Independence Energy, L.L.C. entered into a definitive agreement to acquire Contango Oil & Gas Company (NYSEAM:MCF) for approximately $220 million in a reverse merger transaction on June 7, 2021. Contango shareholders will receive Class A common stock representing voting and economic rights in the new parent company while Independence's owners will receive Class B common stock representing voting rights in the new parent company and corresponding limited liability company units representing economic interests in the new company. As part of the transaction, KKR will receive a special class of non-economic preferred stock. On completion, Independence shareholders will own 76% and Contango stockholders will own 24% of the combined company. Also, KKR will own approximately 17% of the combined company when it will forfeit the preferred stock if its retained common stock in the business drops below 50% of this initial ownership, subject to certain performance thresholds after the company's third annual shareholders meeting. The new company at closing will have an “Up-C” structure. In a related transaction, the combined company will enter into a management services agreement with a newly formed KKR subsidiary to become the manager of the combined company. The combined company will be headquartered in Houston and expects to operate under a new name and ticker symbol and will seek a listing on the New York Stock Exchange. Contango Oil & Gas Company will pay a termination fee of $33.4 million.

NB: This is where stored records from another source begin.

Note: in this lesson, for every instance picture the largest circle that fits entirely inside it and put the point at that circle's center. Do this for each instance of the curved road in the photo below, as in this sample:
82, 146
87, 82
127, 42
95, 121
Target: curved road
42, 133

The combined business will be managed by KKR's Energy Real Assets team and led by David Rockecharlie, Head of KKR Energy Real Assets, who will serve as Chief Executive Officer, Brandi Kendall will be Chief Financial Officer, Todd Falk will be Chief Administrative Officer, Ben Conner and Clay Rynd will be Executive Vice Presidents and Claire Farley will be a Board member. Contango's Chairman and largest shareholder, John Goff, will be Chairman of the Board of Directors of the combined company. Contango's senior leadership, including Chief Executive Officer, Wilkie Colyer and President Farley Dakan, will continue managing Contango as an operating subsidiary of the combined company. The Board of Directors of the combined company will be designated by KKR as the holder of the preferred stock and will consist of nine directors with two directors designated by Contango and seven directors designated by KKR. The combined company will be headquartered in Huston, Texas. As of July 29, 2021, Independence Energy, L.L.C. filed a registration statement on Form S-4.

The merger is subject to the approval of Contango shareholders, certain regulatory approvals, waiting period applicable to the transactions under the HSR Act will have been terminated or will have expired, the registration statement of which this document forms a part will have been declared effective by the SEC under the Securities Act, the shares of New PubCo Class A common stock issuable to the holders of shares of Contango common stock pursuant to the transaction agreement will have been authorized for listing on a nationally recognized stock exchange, upon official notice of issuance and satisfaction of other customary closing conditions. The merger was unanimously approved by both companies' Boards of Directors. The transaction is expected to close late in the third quarter or early in the fourth quarter of 2021. As of July 26, 2021, the transaction is expected to close in second half of 2021. As of November 3, 2021, the transaction is expected to close on or about December 7, 2021, subject to approval of the business combination by Contango's shareholders and the satisfaction of other customary closing conditions. Contango Oil & Gas Company shareholders meeting is scheduled to be held on December 6, 2021. The deal to be expected to be accretive to Contango's cash flow per share by about 15% in 2021 and about 50% in 2022.

Following completion of the business combination, New PubCo is expected to be renamed Crescent Energy Company with its Class A common stock expected to be listed on the NYSE under the symbol “CRGY.”

Jefferies LLC is serving as lead financial advisor to Contango, and Gibson, Dunn & Crutcher LLP is serving as legal counsel. Wells Fargo Securities LLC is serving as financial advisor to Independence, and Keith Fullenweider, Douglas McWilliams, David D'Alessandro, John Lynch, Lina Dimachkieh, Bryan Loocke, Sean Becker and Matt Dobbins of Vinson & Elkins LLP is serving as legal counsels. Innisfree M&A Incorporated acted as information agent to Contango. Innisfree M&A Incorporated will receive an estimated advisory fee of $0.03 million. The engagement letter between Contango and Jefferies provides for a transaction fee of $13 million, approximately $10 million of which is contingent upon consummation of the Contango Merger. No portion of the opinion fee was contingent on the conclusion expressed in Jefferies' opinion.

Independence Energy, L.L.C. completed the acquisition of Contango Oil & Gas Company (NYSEAM:MCF) in a reverse merger transaction on December 7, 2021.